Because the correlation between the growth of asparagus and F. oxysporum f. sp. asparagi band intensity was expected, we calculated the correlation. There was a positive correlation (r=0.93, p<0.05) between the band ratio of F. oxysporum f. sp. asparagi and the ratio of missing plants in an asparagus field (Fig. 5). These results led us to conclude that the PCR-DGGE method is effective for field diagnosis because we can estimate the ratio of missing plants in a field of asparagus from the band ratio of F. oxysporum f. sp. asparagi. Although a significant correlation was found between the band ratio of F. oxysporum f. sp. asparagi and the ratio of missing asparagus plants, further investigations will be necessary because the number of investigated fields in this study was not sufficient.

Fig. 5

Correlation between the band ratio of Fusarium oxysporum f. sp. asparagi and the ratio of missing asparagus plants. These data shows results from 2009.

Conclusions

The PCR-DGGE method could take on a substantial role in the diagnosis of asparagus fields, and may eventually enable field diagnosis similar to a human health examination. PCR-DGGE is an efficient method that can detect Fusarium directly from the soil without an isolation step. Previous methods required prior cultivation of Fusarium isolates, which limited the number of possible analyses. The PCR-DGGE method is easy and rapid and makes it possible to investigate many fields in a short time.

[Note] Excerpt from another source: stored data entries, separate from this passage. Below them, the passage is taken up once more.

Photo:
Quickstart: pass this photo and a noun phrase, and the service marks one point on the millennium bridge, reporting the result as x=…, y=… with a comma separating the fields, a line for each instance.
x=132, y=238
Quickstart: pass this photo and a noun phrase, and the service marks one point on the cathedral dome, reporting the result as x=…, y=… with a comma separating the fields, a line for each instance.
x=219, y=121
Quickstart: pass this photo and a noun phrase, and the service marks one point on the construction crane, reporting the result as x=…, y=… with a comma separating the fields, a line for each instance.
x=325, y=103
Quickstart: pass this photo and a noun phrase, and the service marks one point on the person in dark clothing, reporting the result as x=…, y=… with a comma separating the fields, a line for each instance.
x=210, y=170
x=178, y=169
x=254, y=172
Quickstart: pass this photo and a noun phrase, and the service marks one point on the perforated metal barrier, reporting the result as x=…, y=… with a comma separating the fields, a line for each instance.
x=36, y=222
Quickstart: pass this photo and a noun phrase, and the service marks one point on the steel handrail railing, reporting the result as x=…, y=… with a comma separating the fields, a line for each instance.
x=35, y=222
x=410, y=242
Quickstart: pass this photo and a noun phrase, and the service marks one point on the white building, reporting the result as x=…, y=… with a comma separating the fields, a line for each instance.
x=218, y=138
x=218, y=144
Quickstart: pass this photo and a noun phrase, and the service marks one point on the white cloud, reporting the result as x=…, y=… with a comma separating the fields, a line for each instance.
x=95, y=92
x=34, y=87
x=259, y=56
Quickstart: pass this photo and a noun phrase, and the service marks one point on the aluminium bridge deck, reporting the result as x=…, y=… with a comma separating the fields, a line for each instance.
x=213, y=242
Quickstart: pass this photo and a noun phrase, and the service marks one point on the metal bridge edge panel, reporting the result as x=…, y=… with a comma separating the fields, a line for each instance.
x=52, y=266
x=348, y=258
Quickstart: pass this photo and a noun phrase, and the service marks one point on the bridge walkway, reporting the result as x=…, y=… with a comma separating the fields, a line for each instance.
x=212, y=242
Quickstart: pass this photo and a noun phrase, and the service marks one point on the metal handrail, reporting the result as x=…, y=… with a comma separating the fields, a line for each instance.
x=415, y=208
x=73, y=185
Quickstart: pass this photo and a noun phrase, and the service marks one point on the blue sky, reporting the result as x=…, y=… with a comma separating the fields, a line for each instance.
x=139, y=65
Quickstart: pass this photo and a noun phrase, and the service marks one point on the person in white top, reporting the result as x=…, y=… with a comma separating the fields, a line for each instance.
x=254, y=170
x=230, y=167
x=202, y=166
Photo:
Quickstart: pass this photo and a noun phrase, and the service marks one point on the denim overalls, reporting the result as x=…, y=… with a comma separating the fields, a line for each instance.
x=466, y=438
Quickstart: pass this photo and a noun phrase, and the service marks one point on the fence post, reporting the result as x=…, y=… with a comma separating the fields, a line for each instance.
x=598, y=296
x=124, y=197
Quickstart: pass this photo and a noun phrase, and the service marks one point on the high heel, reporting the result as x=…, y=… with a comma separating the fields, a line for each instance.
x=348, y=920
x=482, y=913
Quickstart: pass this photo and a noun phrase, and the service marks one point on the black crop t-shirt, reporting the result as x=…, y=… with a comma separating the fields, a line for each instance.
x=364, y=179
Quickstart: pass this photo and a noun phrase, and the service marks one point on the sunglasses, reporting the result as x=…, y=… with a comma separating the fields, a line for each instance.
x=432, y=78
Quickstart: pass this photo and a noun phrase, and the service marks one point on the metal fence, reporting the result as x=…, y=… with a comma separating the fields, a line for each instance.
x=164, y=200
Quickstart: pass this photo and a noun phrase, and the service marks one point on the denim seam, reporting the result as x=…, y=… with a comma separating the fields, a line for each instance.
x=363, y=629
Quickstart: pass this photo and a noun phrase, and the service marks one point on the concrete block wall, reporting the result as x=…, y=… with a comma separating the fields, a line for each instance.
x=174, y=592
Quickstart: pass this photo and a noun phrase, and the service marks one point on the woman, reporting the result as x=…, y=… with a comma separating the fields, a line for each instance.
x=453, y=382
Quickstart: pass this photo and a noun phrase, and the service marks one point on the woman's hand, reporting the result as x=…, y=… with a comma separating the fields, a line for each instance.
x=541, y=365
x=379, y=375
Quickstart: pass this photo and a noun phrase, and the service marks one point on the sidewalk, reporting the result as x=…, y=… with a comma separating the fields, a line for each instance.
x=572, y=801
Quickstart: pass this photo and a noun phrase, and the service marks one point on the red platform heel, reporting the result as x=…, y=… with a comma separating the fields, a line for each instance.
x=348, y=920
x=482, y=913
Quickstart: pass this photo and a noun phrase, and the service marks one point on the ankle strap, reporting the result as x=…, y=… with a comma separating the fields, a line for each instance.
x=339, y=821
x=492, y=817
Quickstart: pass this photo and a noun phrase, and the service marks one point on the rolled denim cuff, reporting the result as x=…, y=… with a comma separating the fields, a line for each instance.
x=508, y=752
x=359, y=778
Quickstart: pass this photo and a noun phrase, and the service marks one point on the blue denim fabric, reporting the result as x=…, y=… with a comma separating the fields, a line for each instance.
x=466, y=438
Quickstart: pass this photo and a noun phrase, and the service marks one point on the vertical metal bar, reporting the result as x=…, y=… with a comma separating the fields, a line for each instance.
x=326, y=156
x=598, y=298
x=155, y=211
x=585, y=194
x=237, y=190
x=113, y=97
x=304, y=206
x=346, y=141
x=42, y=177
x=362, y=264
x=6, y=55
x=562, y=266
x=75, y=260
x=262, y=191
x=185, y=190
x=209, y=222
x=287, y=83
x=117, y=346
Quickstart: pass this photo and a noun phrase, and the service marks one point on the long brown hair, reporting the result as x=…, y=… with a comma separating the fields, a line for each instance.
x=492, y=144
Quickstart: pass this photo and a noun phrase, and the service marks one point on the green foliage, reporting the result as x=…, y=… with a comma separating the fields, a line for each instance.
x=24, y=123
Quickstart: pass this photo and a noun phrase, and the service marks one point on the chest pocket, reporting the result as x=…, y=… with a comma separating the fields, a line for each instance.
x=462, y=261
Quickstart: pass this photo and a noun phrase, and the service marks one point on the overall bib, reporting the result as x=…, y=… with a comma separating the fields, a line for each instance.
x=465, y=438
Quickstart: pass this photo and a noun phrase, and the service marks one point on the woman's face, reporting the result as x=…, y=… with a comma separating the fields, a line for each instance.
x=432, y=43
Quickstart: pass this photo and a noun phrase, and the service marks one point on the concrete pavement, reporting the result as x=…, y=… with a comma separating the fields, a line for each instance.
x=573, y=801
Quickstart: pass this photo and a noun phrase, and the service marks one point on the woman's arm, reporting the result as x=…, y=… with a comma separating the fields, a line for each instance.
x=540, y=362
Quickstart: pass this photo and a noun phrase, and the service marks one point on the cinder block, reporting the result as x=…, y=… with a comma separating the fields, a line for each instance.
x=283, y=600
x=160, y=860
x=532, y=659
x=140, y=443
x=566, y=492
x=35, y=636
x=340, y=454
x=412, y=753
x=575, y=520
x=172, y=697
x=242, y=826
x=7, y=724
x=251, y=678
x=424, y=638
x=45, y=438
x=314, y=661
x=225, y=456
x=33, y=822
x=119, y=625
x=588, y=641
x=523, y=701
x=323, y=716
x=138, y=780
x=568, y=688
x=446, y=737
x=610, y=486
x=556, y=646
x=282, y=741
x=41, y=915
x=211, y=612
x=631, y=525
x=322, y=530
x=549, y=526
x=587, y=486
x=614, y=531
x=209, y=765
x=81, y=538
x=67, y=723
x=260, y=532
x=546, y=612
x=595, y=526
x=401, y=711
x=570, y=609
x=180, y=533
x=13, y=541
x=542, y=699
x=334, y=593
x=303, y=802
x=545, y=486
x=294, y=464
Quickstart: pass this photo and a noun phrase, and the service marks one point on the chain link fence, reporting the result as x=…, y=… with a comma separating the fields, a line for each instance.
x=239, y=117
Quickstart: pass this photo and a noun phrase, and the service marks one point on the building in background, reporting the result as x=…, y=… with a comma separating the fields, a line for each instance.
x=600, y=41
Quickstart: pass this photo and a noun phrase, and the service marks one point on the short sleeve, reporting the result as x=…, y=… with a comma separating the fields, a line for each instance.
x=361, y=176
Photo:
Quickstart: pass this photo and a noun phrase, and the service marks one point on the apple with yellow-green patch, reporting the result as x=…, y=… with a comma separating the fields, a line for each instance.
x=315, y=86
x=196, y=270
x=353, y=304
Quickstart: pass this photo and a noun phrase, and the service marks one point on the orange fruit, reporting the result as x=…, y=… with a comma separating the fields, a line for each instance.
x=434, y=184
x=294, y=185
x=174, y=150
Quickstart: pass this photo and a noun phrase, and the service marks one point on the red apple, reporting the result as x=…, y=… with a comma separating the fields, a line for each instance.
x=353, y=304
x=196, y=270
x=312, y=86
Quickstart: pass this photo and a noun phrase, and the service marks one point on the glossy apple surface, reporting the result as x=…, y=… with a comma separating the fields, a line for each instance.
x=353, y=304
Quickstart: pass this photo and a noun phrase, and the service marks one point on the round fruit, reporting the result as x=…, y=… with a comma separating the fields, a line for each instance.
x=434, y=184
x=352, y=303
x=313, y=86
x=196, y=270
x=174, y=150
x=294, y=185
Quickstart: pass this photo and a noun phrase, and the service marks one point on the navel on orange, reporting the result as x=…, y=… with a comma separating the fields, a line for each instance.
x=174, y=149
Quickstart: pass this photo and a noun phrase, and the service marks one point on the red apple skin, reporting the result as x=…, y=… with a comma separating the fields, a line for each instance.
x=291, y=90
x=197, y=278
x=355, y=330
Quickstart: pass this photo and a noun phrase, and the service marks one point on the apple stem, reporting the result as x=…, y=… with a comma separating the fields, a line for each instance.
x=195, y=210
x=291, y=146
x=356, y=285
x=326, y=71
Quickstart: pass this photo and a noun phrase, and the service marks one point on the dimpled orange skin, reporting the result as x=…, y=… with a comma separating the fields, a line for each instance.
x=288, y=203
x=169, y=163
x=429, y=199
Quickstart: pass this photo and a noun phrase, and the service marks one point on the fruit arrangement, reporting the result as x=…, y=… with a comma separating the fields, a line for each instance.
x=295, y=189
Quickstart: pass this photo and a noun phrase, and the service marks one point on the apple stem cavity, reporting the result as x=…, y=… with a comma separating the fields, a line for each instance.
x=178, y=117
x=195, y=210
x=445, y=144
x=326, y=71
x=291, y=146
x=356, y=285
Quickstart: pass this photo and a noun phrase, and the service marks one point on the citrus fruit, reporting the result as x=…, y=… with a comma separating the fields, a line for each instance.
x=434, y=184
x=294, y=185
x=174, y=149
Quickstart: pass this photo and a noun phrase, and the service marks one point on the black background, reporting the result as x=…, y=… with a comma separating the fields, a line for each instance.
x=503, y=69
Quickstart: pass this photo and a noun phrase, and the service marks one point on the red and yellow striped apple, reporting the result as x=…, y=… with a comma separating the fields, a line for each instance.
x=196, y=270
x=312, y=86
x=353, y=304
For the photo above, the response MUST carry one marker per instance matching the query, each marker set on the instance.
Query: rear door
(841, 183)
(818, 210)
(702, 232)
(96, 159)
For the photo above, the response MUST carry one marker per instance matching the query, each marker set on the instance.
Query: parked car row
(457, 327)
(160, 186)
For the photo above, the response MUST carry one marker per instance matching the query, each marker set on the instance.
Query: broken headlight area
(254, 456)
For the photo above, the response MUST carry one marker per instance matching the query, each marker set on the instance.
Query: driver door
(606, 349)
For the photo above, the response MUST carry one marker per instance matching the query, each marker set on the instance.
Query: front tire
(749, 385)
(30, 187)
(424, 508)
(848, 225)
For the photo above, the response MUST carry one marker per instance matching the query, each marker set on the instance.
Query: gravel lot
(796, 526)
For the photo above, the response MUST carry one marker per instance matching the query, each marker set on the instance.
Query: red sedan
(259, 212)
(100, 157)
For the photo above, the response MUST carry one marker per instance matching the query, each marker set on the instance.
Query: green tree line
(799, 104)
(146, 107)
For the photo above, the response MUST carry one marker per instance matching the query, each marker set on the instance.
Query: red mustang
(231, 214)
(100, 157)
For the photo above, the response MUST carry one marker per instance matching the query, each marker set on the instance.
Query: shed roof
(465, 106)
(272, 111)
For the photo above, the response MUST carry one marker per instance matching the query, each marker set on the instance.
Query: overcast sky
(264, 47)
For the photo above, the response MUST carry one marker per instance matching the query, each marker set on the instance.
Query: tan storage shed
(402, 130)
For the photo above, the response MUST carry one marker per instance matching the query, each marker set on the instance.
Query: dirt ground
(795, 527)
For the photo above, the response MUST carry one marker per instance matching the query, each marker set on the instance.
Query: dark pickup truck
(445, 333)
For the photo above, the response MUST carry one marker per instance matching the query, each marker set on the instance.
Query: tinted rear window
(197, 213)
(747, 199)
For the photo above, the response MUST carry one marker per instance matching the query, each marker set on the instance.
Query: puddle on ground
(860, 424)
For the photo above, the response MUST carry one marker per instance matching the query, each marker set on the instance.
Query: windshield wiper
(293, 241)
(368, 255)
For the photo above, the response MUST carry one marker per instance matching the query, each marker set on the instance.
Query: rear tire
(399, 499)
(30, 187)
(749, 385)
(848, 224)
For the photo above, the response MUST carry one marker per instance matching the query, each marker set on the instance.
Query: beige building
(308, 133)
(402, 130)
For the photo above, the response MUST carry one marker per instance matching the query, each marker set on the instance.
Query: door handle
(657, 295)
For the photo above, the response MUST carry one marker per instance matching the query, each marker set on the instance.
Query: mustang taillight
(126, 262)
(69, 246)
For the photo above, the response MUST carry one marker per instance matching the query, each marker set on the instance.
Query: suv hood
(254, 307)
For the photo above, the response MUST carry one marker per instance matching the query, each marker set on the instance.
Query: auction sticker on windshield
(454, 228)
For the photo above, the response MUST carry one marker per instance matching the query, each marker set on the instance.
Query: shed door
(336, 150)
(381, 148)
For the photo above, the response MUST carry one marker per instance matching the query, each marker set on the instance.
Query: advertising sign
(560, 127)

Here, we showed the potential of the field diagnosis of growth inhibition due to continuous cropping via PCR-DGGE analysis of the Fusarium community structure. With this method, growth inhibition in a continuously cropped field may be avoided by carrying out a field diagnosis before replanting asparagus. In cases where the intensity of the band representing F. oxysporum f. sp. asparagi is low, the field can be judged as healthy, and the planting of asparagus seedlings in that field can be recommended. In contrast, when the band intensity of F. oxysporum f. sp. asparagi is high, the field can be judged as growth inhibited. Soil disinfection is required in such a field. There are many methods for soil disinfection, including chloropicrin fumigation, soil solarization (13), steam sterilization (31), and soil reduction (18). For reasons of environmental conservation and the health of farmers, it is preferable to avoid methods using agricultural chemicals and, instead, to perform soil disinfestation and remediation with microbes (2, 5).

In conclusion, PCR-DGGE analysis of the Fusarium community structure could be used for the biological field diagnosis of asparagus, allowing the assessment of Fusarium community structure directly from the soil, without the need for isolation and culture.